Now that Willow is of an age where going to playground every day is a necessity, I've been introduced to yet another scene in which there all these unwritten rules that nobody told me. So here I am, writing them down. As far as I understand them, anyway.
We've all been there. When your child has a meltdown because they don't want to go in the stroller thank you very much, and yet they have to, and so you force them, which involves a whole lot of screaming and thrashing and general misery and is very very noticeable to everyone within a five mile radius. And part of me is all "Gah!

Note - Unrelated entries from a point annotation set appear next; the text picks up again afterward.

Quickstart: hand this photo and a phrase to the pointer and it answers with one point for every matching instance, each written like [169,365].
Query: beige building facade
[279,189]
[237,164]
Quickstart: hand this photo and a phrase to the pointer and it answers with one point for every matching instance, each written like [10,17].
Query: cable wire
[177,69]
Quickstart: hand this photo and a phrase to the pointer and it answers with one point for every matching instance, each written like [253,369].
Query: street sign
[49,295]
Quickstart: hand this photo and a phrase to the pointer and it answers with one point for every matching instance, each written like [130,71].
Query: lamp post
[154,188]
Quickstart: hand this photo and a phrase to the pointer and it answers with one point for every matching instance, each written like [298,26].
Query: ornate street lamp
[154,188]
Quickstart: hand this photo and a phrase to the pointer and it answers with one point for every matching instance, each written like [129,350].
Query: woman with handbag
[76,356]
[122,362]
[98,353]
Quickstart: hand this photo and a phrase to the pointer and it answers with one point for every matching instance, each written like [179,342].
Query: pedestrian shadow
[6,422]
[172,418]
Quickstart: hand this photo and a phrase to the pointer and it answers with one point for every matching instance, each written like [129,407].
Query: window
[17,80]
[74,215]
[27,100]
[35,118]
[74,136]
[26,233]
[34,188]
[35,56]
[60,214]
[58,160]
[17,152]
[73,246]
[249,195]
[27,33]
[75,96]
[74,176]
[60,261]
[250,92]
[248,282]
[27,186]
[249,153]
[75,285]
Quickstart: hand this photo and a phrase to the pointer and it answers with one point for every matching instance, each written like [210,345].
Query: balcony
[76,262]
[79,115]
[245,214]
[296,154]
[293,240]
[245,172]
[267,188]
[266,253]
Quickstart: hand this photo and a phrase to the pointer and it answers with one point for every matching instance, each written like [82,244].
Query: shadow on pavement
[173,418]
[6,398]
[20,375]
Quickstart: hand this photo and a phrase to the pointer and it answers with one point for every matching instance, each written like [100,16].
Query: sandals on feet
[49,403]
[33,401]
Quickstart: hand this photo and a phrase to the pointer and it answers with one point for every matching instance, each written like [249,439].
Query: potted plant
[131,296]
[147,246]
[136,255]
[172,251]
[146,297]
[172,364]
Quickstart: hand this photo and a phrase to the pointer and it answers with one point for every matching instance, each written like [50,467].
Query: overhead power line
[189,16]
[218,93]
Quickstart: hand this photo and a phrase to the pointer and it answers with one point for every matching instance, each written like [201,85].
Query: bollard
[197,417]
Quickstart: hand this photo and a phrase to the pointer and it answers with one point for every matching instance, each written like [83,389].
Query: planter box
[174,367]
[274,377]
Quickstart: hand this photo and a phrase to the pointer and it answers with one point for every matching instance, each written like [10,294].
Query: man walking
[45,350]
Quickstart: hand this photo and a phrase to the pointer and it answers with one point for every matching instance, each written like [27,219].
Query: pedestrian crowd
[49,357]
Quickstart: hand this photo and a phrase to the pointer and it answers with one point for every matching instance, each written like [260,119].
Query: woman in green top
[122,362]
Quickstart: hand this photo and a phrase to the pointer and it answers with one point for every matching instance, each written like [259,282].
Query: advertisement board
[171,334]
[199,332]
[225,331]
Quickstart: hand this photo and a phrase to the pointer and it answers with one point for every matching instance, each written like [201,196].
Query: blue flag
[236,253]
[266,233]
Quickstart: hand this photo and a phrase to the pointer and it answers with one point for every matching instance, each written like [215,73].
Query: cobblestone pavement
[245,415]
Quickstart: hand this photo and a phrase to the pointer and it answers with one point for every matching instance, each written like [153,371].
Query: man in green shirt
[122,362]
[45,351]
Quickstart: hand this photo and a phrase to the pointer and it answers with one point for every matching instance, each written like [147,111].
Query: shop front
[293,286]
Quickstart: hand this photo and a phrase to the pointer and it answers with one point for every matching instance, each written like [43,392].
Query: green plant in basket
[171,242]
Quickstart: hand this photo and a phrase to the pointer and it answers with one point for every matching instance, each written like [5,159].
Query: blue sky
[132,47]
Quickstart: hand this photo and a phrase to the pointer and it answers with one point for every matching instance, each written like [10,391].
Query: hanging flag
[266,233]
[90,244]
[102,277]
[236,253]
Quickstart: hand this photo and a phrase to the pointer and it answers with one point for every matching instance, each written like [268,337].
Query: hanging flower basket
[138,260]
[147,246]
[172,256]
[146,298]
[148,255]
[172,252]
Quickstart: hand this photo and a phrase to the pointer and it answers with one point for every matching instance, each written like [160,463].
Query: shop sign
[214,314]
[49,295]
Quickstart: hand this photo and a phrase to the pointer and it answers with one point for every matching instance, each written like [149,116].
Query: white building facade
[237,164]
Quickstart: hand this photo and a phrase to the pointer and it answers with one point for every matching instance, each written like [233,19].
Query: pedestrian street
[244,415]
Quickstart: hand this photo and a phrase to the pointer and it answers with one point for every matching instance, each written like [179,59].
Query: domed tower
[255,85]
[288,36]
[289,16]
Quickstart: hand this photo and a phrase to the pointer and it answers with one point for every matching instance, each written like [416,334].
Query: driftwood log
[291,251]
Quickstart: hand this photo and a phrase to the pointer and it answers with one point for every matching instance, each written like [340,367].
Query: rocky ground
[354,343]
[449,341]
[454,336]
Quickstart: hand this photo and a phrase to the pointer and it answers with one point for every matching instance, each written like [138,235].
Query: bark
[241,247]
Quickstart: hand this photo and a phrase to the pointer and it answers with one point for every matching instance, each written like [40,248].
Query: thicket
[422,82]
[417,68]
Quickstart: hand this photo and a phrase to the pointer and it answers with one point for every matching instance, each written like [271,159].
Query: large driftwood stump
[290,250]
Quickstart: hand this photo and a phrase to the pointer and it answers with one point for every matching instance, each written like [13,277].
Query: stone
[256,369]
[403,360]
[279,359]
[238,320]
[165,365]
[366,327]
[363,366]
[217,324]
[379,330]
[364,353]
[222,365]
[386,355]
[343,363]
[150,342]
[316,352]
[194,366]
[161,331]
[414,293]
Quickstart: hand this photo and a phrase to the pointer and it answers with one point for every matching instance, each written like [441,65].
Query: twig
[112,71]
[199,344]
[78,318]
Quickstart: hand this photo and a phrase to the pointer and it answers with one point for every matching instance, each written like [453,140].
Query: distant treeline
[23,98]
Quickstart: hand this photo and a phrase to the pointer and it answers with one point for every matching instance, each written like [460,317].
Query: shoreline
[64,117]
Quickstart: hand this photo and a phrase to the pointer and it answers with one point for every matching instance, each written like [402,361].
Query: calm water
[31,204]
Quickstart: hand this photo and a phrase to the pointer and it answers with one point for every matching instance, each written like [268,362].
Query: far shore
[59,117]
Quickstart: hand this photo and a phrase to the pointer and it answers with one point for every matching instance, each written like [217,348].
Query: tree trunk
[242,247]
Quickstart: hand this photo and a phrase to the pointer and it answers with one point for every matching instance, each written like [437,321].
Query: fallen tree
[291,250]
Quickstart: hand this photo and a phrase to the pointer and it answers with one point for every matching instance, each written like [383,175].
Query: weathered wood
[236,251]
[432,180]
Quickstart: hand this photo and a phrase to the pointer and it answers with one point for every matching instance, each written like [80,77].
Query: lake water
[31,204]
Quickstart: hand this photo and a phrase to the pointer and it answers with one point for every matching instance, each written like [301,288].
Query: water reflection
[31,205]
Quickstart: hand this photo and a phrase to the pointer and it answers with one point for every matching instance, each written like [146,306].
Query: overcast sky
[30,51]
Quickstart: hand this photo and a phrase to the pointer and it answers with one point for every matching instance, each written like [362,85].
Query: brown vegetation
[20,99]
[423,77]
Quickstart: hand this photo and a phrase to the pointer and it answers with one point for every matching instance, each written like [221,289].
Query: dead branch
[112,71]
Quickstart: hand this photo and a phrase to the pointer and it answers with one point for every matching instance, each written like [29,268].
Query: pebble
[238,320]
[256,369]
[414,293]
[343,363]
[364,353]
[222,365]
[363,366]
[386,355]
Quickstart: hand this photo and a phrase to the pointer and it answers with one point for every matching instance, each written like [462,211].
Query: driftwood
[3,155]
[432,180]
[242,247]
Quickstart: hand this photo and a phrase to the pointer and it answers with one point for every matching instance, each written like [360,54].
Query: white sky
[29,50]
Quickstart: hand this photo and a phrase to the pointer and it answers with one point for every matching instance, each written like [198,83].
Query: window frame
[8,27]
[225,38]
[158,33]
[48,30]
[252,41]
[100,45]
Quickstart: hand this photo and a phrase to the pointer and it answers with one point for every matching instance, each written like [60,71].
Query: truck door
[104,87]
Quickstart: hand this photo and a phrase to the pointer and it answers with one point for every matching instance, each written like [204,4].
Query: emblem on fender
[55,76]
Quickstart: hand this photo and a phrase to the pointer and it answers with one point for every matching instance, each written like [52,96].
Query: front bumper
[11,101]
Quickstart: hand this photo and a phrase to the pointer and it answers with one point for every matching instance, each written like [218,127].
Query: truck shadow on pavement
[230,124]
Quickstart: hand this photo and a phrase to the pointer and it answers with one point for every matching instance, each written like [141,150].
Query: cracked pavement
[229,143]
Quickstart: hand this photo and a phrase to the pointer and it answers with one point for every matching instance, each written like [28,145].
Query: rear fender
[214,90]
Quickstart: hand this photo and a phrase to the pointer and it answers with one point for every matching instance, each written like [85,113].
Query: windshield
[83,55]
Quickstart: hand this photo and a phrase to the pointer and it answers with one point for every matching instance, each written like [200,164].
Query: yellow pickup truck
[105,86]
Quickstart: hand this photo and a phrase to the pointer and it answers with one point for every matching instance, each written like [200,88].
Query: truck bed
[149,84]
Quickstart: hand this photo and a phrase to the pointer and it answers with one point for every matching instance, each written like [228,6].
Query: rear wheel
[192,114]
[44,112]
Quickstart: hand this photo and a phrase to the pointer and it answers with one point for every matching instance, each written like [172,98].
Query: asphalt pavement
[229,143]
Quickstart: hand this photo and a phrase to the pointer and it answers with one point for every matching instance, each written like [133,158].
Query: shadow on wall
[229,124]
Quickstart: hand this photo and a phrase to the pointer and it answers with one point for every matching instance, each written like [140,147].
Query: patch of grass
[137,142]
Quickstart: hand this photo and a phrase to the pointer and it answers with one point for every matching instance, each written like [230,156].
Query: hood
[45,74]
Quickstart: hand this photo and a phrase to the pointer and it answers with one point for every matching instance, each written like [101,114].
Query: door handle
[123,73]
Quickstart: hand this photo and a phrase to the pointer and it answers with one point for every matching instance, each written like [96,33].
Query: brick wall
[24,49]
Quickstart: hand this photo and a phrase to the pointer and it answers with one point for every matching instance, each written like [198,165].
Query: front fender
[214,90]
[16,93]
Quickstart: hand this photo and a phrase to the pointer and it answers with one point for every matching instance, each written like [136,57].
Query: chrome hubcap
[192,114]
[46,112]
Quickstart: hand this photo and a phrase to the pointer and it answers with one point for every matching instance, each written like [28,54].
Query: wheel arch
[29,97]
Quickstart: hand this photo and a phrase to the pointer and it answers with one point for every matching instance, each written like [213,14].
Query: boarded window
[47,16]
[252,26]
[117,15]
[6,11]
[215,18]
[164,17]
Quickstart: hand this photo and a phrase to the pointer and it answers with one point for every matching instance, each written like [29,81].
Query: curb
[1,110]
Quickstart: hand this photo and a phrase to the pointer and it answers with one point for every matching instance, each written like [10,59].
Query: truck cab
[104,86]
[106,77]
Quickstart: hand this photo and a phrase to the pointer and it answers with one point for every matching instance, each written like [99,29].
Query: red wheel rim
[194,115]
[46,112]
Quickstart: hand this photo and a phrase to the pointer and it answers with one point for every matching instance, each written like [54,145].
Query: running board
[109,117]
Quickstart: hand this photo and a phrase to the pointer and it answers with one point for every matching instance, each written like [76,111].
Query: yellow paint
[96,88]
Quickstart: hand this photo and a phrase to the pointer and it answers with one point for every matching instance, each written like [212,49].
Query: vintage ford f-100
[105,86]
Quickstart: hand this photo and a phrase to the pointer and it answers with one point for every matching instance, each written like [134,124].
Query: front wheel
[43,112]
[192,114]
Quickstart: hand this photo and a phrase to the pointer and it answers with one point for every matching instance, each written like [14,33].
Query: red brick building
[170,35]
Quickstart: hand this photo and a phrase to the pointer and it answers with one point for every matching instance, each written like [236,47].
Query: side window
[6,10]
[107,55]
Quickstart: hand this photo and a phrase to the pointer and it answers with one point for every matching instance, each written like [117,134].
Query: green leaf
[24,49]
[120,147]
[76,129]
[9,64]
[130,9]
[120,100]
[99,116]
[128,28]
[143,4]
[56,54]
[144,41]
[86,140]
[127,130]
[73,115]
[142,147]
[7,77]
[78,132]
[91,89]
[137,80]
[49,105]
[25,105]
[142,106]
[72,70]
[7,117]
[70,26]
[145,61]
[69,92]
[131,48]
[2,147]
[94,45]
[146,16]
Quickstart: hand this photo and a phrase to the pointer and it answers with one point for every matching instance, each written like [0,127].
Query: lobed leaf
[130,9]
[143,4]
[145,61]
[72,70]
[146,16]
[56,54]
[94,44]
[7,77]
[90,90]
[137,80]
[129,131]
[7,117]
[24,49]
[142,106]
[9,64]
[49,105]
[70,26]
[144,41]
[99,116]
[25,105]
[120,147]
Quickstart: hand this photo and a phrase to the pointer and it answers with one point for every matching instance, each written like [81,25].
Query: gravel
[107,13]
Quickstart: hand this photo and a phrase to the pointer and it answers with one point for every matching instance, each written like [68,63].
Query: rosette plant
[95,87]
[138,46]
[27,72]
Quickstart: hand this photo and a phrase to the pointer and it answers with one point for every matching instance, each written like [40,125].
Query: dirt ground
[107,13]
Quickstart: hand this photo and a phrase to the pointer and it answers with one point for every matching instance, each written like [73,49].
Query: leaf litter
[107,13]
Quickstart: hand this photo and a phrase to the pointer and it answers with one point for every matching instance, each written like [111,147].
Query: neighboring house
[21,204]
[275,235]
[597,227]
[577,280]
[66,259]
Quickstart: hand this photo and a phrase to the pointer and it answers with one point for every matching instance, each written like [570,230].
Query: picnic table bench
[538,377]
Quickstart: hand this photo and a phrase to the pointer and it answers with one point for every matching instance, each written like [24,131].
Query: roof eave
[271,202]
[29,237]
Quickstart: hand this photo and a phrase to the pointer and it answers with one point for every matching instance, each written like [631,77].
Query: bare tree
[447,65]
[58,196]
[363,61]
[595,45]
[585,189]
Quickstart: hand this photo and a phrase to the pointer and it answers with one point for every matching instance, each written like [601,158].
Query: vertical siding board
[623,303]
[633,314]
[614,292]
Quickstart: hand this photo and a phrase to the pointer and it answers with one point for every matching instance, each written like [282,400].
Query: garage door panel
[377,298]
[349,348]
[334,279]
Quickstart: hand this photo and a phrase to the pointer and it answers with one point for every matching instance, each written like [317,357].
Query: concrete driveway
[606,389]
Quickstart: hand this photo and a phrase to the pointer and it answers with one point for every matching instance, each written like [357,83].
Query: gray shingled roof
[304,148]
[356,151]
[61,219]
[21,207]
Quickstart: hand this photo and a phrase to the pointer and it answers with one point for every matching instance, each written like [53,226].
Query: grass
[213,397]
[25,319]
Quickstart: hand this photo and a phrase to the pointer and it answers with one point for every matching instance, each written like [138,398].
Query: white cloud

They must think I'm the worst mother ever forcing my child to go through this," while the other part is all "Quit staring at me, it's not like your child has never cried." And really, I think the second one is the correct response.
And yet, there are times when I stare. Like today, when this eight year old kid screamed at the top of his lungs from under the slide for thirty minutes. No joke. Shrieking. He was still at it when we left. I couldn't help it--I stared. What can I say? It was impressive.
2. To Blush Or Not To Blush?
And every parent must have ridden the slide with their child at some point, right? But maybe not every day with a baby who clearly couldn't care less for it. Which brings us back to the staring.
3. Your child counts more than my child.
I feel like since invariably my child is the youngest child at any given playground, we should cede use of the slide/swing/whatever to any other child that wants it. Like we're not really supposed to be there yet. Which is ridiculous--just because the sign says that the playground equipment is intended for children 2-5 only, that doesn't mean my ten-month-old doesn't have every right to enjoy herself on a slide. You know, if she did enjoy herself on slides.
But this is the sense that I have, and I'm sticking with my instincts on this one. God forbid some three year old comes to shove Willow out of her way; I'll wait until she can, you know, crawl at least before I let her fight it out with the other kids.
4. Hang with the other kids. I find parents to be much more sociable than nannies. Nannies seem very happy to talk to other nannies, but not to the parents. It's not for me--I'm not the chattiest of people (although honestly this one nanny seemed really cool and about my age and none of the parents there were so I thought maybe she would make an exception, but no) but if you've got a kid within three or four months of my kid, I'm going to plop her down over by your kid. The parent will happily try to interest their kid in my kid (Look! They're playing! Or trying to rip each other's ears off. One of the two) but oftentimes the nanny will give me a cool look and try to distract their charge from interacting with Willow.
It's bizarre. I really can't explain this one, I'm afraid, but I have found it to be the case.